Eles podem não ter os músculos e os reflexos do reino animal, mas isso não significa que as plantas simplesmente ficam passivas quando algo começa a mastigá-las.

Sabemos que o dano desencadeia um sinal que se espalha pela planta, aumentando sua resposta defensiva. E sabemos que parte dessa resposta é a liberação de compostos orgânicos voláteis e fedorentos.

Agora, novas pesquisas lançaram uma nova luz sobre o que esses compostos fazem. Eles sinalizam para outras plantas próximas que uma ameaça é iminente, permitindo que eles também fiquem na defensiva. Em outras palavras, eles são efetivamente um grito de aviso fedorento.

De fato, este novo estudo sobre o goldenrod do Canadá (Solidago altissima) até descobriram que os compostos químicos liberados são mais semelhantes em plantas com histórico de ataques, independentemente de estarem ou não relacionadas.

Em outras palavras, parece que as plantas desenvolvem uma 'linguagem' universal em áreas onde estão sob pressão de predação, para permitir que avisem melhor os outros sobre danos.

"Eles meio que convergem para o mesmo idioma, ou os mesmos sinais de alerta, para compartilhar as informações livremente", disse o biólogo André Kessler, da Universidade Cornell.

"A troca de informações se torna independente de quão intimamente relacionada a planta está com seu vizinho".

Os pesquisadores conduziram seus experimentos no ambiente pure das plantas, um campo, usando plantas individuais em vasos. No centro de cada grupo, uma única planta foi danificada por um besouro herbívoro de folha que come goldenrods, Trirhabda virgata.

A planta danificada foi coberta com uma manga de tecido; os vasos e a manga permitiram aos pesquisadores eliminar a comunicação tátil e radicular.

Como controle, o mesmo experimento foi montado com plantas não danificadas no centro.

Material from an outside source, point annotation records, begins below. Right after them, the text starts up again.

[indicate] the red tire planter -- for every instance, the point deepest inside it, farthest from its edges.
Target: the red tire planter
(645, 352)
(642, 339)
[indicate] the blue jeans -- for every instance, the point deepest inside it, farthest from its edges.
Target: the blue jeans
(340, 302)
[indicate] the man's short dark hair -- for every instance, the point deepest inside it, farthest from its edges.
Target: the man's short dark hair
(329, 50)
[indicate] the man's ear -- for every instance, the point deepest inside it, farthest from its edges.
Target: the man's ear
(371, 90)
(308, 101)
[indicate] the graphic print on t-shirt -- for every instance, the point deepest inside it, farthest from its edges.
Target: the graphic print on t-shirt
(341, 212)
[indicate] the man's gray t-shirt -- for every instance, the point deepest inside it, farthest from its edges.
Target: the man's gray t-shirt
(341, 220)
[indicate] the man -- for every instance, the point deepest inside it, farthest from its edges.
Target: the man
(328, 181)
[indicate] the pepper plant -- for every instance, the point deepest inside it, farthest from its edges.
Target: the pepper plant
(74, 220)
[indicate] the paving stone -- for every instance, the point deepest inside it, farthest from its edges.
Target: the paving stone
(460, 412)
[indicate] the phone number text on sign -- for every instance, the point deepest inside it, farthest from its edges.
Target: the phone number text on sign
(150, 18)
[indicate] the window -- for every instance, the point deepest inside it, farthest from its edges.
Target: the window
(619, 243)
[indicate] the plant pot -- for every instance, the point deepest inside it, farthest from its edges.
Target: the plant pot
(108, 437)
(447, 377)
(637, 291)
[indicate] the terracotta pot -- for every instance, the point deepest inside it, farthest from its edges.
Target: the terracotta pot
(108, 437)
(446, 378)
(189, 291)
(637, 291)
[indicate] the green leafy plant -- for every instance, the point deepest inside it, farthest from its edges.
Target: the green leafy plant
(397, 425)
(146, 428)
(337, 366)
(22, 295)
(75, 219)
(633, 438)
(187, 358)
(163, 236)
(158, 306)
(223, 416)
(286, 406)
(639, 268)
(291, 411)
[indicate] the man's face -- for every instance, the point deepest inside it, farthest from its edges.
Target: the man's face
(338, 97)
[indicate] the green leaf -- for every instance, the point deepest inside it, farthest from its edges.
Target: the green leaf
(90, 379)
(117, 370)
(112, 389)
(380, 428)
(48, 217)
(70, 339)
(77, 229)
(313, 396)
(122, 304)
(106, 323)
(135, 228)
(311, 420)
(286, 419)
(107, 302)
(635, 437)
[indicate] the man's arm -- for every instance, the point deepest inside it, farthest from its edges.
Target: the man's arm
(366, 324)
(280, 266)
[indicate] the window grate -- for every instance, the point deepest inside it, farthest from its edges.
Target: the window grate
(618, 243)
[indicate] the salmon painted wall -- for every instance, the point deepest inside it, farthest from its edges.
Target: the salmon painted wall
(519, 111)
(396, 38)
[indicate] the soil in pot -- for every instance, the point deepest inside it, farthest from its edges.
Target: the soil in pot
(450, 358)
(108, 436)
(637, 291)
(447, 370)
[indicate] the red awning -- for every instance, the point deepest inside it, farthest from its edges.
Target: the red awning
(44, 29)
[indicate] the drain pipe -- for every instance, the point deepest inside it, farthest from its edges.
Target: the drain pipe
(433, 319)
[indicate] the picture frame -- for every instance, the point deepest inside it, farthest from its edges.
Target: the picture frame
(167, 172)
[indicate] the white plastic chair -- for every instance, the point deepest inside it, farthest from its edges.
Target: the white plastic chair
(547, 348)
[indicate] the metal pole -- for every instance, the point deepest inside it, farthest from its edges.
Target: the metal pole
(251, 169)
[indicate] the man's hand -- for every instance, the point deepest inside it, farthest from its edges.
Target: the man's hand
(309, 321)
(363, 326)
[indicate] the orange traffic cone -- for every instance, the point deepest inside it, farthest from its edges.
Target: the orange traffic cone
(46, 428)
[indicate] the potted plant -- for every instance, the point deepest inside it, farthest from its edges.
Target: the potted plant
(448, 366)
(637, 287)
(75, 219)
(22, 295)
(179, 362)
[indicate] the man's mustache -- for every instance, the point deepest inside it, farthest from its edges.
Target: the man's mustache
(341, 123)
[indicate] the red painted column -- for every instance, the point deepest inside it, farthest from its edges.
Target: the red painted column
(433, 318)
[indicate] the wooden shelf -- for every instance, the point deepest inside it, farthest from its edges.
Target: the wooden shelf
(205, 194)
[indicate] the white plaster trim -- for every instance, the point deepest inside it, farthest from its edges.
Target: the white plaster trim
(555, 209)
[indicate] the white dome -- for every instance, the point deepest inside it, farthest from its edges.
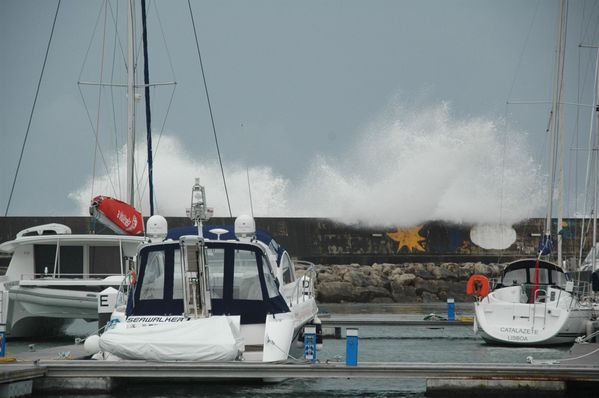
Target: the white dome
(156, 228)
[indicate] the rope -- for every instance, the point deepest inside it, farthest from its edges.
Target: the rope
(39, 83)
(531, 360)
(209, 107)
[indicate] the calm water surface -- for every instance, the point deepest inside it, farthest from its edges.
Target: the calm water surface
(376, 344)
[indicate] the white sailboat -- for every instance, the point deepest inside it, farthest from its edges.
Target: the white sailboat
(534, 302)
(54, 276)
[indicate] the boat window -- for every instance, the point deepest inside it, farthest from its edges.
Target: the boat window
(152, 287)
(246, 280)
(177, 276)
(543, 276)
(269, 279)
(287, 268)
(216, 265)
(70, 260)
(515, 277)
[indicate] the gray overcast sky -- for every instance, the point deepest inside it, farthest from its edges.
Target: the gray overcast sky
(292, 84)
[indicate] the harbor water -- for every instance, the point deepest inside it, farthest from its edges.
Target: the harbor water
(376, 344)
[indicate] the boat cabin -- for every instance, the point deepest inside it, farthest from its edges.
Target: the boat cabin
(197, 277)
(62, 255)
(522, 272)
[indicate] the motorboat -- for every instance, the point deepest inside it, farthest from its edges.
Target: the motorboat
(232, 294)
(534, 303)
(54, 277)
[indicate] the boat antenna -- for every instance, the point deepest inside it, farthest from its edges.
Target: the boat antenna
(209, 107)
(147, 101)
(37, 91)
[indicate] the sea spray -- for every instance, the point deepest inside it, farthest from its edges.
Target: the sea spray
(405, 169)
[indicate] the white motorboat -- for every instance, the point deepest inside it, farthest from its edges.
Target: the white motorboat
(54, 277)
(200, 298)
(534, 303)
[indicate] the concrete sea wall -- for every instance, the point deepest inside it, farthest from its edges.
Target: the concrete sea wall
(401, 283)
(356, 263)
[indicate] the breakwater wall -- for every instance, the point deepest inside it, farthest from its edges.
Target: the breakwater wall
(401, 283)
(325, 241)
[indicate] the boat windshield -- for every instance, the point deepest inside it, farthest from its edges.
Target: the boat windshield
(522, 274)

Após várias semanas as plantas sendo mastigadas por insetos herbívoros, a equipe coletou os danos e controlou as emissões de compostos das plantas, cobrindo-as em uma manga de polietileno, puxando o ar sobre elas por seis horas e filtrando o ar através de armadilhas de carvão.

Os pesquisadores também procuraram compostos nas plantas receptoras em torno das plantas danificadas e de controle que poderiam significar uma reação defensiva.

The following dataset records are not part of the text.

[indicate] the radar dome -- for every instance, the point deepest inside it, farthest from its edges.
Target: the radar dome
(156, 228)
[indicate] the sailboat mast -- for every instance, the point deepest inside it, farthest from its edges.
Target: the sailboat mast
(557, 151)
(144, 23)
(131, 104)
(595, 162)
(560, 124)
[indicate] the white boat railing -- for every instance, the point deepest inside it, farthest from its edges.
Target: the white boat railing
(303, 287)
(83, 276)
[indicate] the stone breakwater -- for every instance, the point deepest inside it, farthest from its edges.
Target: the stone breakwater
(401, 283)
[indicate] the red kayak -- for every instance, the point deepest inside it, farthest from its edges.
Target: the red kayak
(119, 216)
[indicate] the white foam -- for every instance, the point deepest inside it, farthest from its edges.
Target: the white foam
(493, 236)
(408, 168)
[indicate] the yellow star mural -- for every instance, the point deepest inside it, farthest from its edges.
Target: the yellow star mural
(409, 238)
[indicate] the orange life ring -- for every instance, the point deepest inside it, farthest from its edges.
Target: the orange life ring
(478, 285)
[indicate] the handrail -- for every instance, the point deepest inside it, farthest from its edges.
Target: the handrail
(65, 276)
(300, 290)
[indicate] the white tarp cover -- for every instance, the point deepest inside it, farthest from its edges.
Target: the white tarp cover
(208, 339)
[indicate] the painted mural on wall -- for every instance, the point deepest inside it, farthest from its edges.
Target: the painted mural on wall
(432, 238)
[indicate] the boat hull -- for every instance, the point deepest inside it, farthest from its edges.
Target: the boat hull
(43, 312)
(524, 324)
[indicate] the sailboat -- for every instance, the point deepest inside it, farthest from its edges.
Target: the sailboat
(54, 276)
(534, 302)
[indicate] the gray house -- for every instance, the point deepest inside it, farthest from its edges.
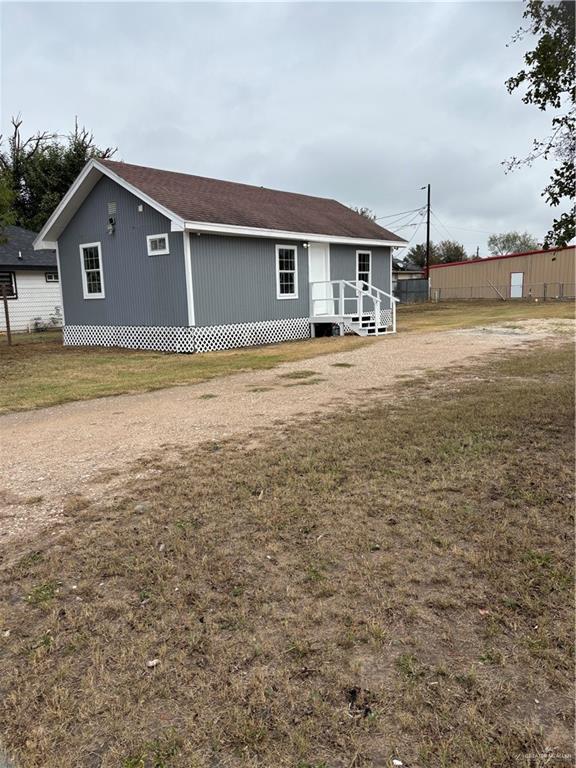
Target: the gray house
(153, 259)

Eles descobriram que as plantas no grupo de dano estavam mais protegidas dos herbívoros do que as do grupo controle – confirmando que os compostos emitidos resultaram nas plantas receptoras preparando suas defesas.

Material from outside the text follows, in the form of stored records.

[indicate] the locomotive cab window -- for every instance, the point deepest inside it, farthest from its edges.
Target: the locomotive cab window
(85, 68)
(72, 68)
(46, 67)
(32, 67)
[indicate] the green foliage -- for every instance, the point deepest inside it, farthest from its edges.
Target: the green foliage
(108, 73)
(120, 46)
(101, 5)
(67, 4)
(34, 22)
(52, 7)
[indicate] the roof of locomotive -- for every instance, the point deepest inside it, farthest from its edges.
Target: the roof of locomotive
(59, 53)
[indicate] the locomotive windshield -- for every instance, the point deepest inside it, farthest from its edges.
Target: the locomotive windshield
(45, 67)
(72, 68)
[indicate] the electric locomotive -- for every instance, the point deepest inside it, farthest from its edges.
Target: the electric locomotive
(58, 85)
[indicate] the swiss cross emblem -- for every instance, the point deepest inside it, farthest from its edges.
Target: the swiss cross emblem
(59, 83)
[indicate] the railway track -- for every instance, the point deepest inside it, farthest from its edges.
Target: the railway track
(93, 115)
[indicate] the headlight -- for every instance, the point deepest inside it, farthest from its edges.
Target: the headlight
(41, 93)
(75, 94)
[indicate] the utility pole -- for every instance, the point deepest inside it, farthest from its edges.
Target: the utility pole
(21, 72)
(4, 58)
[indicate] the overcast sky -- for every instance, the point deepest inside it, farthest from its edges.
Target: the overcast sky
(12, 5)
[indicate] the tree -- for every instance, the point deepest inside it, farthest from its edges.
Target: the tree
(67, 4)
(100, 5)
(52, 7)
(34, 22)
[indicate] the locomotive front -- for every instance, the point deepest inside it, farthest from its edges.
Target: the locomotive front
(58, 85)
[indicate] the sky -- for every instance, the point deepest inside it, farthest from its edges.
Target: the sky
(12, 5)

Ainda não temos certeza de como as plantas receptoras recebem a mensagem, mas os pesquisadores acreditam que os sinais químicos emitidos podem interagir de alguma maneira com as membranas celulares.

O authorized é que já sabemos os efeitos de algumas dessas defesas. Por exemplo, o cheiro emitido pela grama danificada pode atrair vespas parasitas. Se essa grama está sendo mastigada por insetos, essas vespas parasitas podem ajudar a defendê-la colocando seus ovos nos insetos.

E algumas plantas emitem compostos que repelem ativamente predadores – como o planta de tabaco, que repele mariposas fêmeas, impedindo-a de botar seus ovos (que então eclodem em lagartas com muita fome procurando folhas para arrebentar).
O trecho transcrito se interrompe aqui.